123 Briggs, Ellis O.

Memorandum of Conversation, by the Ambassador to Czechoslovakia (Briggs)1

secret

The President received me at 12:00 noon today and immediately asked how I was getting on in Czechoslovakia. I replied that I found the job absorbing, challenging, and at times frustrating. I described what I meant by those terms, emphasizing that Czechoslovakia is governed by a group of tough Moscow-trained Czech communists who play for keeps, and whose primary loyalty is toward the Kremlin rather than Czechoslovakia. The country is being remade in terms of Russian rather than Czechoslovak interests. Moreover, pursuant to this same design, the Embassy in Prague had been exposed to very considerable pressure and to demands against us, based on false charges.

After outlining our various difficulties leading to expulsion of personnel, I observed that in my opinion we had managed “to give as much as we had received”, or at least to give the impression that we were not “taking abuse lying down”—to which the President stated that he was “glad to hear that”.

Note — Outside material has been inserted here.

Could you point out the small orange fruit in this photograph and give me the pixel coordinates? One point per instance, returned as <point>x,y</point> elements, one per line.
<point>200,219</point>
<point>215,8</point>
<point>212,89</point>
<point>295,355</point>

The President asked what I thought chances were for the development of a resistance movement in Czechoslovakia, and I replied that to my regret I considered them rather small. The Czechs have many fine and admirable qualities and as individuals are capable of acts of great personal valor, but as a nation they appear more inclined to bow their heads before a storm than to oppose by acts of resistance the continuation of a situation which to the vast majority of them must appear unhappy in the extreme. We should not, therefore, count on [Page 573] any strong Czech anti-Communist movement, although in the event of a general upheaval (which many Czechs would apparently welcome) the majority of the people of the country would unquestionably be on the side of the West.

The President showed considerable interest in our reduced Embassy operations and on learning that one of the points which I had desired to discuss in Washington had been the maintenance of our diplomatic mission in Prague, he stated emphatically that in his opinion the Embassy ought to be maintained for as long as it is possible to do so. The President expressed himself forcefully in that connection.

I had an opportunity to express to the President my high opinion of the work being done by the Voice of America, indicating that the contribution which the Mission in Prague is able to make toward the effectiveness of VOA appeared to me to be one of our major functions at the present time.

Before taking leave, I asked the President’s permission to make a statement to the correspondents to the effect that we had discussed developments in U.S.-Czechoslovak relations during the year since the presentation of my credentials, and that I had expressed to the President the belief that notwithstanding certain actions taken by the Czech Government a few months ago, the vast majority of the people of Czechoslovakia maintain, and will continue to maintain, feelings of friendship for the United States and for the American people—feelings which are reciprocated by the citizens of this country. The President authorized me to make a statement to that effect, and when I emerged from his office, where approximately a dozen correspondents were waiting, I did so. In reply to questions, I also informed the correspondents that at the conclusion of nearly two weeks of consultation in Washington I was going to New York for a few days at Lake Success, and that after a week of vacation in Maine would sail early in December to return to my post.

[
Ellis O. Briggs
]
  1. Ambassador Briggs returned to Washington in early November 1950, for a period of consultation.